12 thoughts on “Excel data connection with Access 2013 App”

    1. Thanks for letting me know. Sounds like a transient connection issue between this server (in Australia) and your device. I hope it isn’t happening frequently. If you have more information I would be glad to hear it. I have had some performance issues in the past but feel that they have reduced significantly recently.

  1. Hi Paul,

    You actually can. Go to the Data tab. In the Connections Group click Connections. Select your connection and hit Properties. Then, on the Definition tab, check “Save Password”. This will no longer prompt for passwords!

    Hope this works for you.


    1. Thanks a lot for your input. I believe I tried this with no luck, but if it’s working for you then I’m sure it will work for others.

  2. I’m on the same frustrating journey – I also couldn’t make the “save password” option work.

    But it DOES work – if you refresh the workbook (using the typed-in password) BEFORE selecting Save Password in the Connection properties. Makes sense when you think about it. Then you can save the spreadsheet and it will not ask for a password when you reopen and refresh.

    This also means an Office 365-based spreadsheet can be opened and refreshed on SharePoint with Excel Online, without having to get all your users to mess with passwords.

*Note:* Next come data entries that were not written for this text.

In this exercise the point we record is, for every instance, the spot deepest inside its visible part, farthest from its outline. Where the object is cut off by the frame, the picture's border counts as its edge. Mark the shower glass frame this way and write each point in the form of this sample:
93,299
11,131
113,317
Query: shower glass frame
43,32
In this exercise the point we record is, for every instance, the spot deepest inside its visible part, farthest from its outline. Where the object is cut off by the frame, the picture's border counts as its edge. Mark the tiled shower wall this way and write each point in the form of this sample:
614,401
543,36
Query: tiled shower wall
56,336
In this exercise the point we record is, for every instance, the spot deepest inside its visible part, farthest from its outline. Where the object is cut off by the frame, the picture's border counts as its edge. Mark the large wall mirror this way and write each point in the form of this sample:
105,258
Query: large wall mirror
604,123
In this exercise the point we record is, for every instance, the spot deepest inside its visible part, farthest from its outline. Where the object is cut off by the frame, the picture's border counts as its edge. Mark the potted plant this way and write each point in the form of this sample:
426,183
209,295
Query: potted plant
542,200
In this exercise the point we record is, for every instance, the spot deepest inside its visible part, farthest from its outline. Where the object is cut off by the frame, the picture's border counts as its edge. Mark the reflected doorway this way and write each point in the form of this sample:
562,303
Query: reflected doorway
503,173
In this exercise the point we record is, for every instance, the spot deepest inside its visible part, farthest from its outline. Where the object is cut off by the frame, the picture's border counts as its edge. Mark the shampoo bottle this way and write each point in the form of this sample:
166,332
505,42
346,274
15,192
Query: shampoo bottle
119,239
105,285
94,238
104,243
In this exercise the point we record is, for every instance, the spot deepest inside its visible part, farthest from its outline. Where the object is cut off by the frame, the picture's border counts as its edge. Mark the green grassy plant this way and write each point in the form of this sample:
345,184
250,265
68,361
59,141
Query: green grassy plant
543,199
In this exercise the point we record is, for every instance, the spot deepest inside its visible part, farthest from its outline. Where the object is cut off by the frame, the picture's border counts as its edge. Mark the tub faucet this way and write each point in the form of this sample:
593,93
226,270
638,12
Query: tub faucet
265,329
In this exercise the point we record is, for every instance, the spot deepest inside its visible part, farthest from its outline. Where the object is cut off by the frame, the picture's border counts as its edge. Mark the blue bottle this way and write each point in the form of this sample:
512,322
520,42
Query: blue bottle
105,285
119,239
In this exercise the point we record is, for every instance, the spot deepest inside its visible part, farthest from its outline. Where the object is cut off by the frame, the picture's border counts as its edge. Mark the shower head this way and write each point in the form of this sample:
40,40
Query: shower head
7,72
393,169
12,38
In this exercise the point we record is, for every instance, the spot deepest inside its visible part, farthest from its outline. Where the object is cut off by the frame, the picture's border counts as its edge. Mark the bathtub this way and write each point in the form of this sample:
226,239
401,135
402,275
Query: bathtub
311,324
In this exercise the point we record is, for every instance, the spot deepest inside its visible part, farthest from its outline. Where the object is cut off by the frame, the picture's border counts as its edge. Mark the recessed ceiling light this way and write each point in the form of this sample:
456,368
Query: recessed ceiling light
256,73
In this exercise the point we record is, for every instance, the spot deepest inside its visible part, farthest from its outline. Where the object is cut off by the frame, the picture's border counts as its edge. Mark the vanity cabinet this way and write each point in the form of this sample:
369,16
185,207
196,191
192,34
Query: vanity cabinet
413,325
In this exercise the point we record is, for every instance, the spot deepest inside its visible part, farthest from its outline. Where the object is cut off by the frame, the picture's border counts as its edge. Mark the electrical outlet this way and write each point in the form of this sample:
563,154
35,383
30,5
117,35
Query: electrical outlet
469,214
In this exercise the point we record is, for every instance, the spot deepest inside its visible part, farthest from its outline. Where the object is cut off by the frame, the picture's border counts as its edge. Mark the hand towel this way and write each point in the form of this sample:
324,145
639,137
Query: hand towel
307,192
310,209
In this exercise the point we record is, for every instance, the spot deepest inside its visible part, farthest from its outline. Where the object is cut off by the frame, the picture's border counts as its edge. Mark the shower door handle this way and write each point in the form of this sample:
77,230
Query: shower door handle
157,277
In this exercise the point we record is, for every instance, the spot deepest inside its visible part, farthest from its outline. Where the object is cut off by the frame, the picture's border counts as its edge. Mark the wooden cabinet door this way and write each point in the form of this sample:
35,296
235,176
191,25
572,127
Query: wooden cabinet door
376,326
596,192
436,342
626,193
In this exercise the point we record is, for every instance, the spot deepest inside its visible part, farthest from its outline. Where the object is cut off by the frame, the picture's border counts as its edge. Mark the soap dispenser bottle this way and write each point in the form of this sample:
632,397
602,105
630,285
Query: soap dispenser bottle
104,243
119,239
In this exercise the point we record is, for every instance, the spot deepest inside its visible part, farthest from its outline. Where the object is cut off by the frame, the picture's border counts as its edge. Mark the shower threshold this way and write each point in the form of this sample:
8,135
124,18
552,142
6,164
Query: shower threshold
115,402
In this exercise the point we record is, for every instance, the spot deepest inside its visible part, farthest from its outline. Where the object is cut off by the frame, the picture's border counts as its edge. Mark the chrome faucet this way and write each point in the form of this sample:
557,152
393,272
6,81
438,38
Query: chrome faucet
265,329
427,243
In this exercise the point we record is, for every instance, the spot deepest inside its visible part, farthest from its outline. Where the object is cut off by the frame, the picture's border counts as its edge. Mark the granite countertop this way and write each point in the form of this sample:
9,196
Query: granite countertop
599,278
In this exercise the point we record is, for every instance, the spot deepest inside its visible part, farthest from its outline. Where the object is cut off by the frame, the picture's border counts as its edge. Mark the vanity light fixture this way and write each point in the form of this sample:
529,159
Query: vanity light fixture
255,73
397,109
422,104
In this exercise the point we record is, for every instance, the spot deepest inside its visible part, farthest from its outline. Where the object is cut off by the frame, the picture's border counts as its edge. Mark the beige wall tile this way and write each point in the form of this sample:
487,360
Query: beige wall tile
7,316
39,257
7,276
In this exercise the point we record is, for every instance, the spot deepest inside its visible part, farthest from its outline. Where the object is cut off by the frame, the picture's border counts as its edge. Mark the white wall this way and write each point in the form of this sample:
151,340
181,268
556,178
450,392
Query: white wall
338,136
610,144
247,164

    If you are using an ODC file for the connection, this breaks the link to the ODC file, but you can then re-export it to a new with-password ODC file and keep the advantages of centralised connection information.


  3. Was this issue ever resolved? I’m currently in the same dilemma, and I’ve been racking my brain trying to figure out how to get this message to stop appearing. I’m trying to pull in 18 external data sources… which means 18 messages…

    1. Sorry I haven’t looked at this since I wrote the post, I have nothing more to share. Do any of the comments left by others help you out?

  4. Awesome, thanks much.

    However…I got this working at home, but our office firewall blocks port 1433. Is there a way to create an Excel connection using 443 like the Access 2013 App connection?

    1. Sorry, I haven’t looked into this before. Good luck! If you do get it working please post a comment with your solution, I like to read it. Cheers.